"It's a lot more than usual.
"Prior to that there have only been two in the last 13 years," the Owaka-based ranger said yesterday.
The other deaths were of two dusky and one southern right whale dolphins found in different spots along the coast.
Autopsy reports were not yet completed on those deaths, she said.
The first whale, a Gray's beaked or scamperdown whale, was found washed up on a beach near Kaka Point by local residents and reported to Doc on Sunday night.
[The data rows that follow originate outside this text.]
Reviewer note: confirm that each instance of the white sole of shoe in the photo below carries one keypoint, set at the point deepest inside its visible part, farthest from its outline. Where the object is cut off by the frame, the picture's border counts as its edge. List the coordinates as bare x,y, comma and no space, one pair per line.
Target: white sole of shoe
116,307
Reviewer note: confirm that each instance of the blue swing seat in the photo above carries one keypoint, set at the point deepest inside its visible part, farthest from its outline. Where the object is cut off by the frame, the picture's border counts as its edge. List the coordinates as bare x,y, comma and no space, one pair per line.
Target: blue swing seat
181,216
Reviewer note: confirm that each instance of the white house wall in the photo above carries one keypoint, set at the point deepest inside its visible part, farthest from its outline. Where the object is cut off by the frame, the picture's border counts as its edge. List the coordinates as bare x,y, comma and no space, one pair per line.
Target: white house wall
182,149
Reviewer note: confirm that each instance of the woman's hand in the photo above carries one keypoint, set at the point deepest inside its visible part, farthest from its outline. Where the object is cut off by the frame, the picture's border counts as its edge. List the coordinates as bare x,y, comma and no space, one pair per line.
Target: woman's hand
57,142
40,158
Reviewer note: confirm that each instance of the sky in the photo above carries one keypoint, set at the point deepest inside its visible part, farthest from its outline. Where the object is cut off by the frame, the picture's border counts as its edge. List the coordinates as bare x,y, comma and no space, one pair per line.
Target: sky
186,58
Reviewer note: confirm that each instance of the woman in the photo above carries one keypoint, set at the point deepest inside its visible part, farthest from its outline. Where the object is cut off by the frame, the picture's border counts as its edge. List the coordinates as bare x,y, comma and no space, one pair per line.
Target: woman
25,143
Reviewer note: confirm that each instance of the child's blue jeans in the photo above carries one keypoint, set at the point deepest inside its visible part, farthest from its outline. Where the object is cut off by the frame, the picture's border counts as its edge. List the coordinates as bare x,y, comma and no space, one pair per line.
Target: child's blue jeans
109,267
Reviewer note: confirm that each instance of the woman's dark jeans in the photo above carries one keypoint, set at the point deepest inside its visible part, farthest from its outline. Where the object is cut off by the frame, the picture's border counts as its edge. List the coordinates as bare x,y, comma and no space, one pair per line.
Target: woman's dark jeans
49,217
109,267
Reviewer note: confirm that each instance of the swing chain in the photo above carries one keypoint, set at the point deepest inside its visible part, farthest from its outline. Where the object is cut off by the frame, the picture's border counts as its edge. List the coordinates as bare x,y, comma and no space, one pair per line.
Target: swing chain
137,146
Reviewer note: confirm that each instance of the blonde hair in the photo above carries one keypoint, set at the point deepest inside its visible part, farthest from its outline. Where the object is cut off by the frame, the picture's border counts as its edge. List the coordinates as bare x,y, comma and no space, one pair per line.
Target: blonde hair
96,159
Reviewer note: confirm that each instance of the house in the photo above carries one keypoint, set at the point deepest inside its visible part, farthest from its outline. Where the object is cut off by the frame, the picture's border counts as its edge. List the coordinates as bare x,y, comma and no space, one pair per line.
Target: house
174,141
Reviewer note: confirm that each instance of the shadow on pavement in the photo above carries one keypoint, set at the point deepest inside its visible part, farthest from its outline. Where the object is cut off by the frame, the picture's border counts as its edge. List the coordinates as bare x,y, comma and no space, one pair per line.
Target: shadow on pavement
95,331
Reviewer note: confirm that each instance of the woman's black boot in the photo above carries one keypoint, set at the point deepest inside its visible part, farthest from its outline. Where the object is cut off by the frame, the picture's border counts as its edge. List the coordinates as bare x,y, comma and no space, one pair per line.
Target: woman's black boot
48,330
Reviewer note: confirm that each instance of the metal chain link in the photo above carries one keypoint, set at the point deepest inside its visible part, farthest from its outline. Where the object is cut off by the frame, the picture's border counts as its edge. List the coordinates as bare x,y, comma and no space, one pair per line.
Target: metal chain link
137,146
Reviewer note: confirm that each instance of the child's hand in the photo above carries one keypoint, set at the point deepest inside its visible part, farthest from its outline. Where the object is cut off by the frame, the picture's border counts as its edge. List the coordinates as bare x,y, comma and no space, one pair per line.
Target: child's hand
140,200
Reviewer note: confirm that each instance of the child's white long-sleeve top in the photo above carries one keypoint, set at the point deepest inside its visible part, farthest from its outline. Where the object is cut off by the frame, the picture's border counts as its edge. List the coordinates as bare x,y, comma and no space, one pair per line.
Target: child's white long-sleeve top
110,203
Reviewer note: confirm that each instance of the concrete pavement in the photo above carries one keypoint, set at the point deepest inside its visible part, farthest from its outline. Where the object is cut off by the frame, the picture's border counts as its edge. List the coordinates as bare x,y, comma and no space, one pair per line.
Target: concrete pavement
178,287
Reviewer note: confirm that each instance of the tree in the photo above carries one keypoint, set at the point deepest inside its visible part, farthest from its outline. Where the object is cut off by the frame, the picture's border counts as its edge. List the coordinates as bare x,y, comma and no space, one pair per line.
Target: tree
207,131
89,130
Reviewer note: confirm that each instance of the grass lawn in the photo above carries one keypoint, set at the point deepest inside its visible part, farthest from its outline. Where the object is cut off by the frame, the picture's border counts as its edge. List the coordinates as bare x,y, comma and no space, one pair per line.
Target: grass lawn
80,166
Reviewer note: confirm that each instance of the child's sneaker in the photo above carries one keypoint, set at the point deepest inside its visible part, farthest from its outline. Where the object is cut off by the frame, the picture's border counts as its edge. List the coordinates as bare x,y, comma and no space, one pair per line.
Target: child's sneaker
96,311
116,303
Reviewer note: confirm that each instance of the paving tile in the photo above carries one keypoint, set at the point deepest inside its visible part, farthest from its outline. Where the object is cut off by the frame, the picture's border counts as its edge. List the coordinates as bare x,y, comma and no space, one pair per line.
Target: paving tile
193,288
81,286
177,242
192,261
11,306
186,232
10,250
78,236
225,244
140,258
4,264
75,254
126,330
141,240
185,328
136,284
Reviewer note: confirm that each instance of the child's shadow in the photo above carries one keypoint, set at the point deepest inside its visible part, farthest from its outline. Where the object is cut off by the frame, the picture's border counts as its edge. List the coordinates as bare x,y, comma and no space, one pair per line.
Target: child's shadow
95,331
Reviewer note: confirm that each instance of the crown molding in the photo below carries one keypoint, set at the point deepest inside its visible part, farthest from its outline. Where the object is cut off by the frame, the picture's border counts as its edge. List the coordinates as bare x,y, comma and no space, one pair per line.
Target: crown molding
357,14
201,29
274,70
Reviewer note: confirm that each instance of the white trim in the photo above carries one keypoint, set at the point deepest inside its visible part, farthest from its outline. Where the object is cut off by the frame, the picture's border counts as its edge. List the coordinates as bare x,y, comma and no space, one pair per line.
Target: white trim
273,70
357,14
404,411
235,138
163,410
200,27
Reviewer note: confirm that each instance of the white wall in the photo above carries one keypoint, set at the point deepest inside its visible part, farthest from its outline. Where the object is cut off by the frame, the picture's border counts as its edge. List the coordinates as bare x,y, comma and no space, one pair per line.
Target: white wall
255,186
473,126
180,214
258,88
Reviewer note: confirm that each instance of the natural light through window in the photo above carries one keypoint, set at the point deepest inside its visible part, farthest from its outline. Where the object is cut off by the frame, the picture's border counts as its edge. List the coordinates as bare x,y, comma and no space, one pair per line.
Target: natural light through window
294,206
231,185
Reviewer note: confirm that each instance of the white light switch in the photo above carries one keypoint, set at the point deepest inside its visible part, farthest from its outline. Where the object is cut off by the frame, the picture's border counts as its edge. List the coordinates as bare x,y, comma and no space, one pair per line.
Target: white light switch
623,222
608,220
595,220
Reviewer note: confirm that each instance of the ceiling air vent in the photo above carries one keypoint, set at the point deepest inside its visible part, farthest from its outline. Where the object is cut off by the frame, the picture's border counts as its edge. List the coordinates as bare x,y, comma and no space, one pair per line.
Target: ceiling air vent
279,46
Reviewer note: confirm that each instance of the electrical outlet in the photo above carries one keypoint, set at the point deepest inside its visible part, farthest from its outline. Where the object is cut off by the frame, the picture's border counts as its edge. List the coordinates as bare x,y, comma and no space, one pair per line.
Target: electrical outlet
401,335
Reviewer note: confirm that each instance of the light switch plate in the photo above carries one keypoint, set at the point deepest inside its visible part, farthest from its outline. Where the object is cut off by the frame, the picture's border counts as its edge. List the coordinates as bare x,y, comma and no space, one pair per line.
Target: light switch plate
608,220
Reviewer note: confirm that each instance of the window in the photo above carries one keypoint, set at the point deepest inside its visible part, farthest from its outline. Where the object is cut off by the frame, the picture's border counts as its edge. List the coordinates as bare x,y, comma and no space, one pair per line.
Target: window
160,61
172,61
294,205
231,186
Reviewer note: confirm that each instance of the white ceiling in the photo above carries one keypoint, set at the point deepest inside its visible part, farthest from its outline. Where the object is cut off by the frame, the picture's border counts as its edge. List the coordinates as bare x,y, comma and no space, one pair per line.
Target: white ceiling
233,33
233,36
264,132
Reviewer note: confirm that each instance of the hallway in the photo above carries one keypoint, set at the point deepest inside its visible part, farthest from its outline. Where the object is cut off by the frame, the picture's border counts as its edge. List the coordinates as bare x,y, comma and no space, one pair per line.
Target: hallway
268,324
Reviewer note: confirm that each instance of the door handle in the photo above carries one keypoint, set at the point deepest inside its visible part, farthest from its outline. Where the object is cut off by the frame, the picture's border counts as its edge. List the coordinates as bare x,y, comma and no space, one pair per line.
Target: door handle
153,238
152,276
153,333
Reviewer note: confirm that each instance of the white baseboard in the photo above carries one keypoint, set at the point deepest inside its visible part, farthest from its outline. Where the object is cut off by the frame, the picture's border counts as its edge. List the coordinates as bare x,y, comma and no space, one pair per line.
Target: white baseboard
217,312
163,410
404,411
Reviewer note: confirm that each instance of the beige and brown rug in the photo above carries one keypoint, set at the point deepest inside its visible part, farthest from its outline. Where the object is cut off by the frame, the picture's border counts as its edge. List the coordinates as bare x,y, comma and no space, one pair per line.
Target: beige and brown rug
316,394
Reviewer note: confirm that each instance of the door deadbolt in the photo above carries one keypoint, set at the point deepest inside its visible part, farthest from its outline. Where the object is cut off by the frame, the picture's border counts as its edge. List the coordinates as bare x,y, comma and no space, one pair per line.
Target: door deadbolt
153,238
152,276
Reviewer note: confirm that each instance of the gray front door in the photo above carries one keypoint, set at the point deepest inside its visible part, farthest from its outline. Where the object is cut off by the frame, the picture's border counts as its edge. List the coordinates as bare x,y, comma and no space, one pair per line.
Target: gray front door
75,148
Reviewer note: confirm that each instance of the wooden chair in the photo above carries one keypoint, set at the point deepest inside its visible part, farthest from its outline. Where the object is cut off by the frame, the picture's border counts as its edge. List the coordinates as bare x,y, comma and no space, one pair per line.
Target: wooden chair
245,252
The female 5m-long whale had injuries to its head and beak indicating it could have been hit by a "significant-sized" propeller causing its death, she said.
Then yesterday surfers reported seeing a dead whale washed up on a Long Point beach.
It was a Cuvier's beaked or goose-beaked whale about 6m-long and had been dead for some time, judging by the level of decomposition, she said.
Doc biodiversity programme manager David Agnew said the two deaths appeared to be a coincidence.
Beaked whales were a deep-water species.
There had been 148 Grays reported washed ashore since 1873 and 80 strandings of the Cuvier's whale.
"They're reasonably common around New Zealand."
Measurements, photographs and skin samples had been taken from the two whales for a national data base and research.
Iwi had been consulted on the deaths and a decision would made on how to deal with the whales once it was known if they were needed for any further scientific research, he said.
Normally, they were buried, or if found in an isolated spot, left to decompose.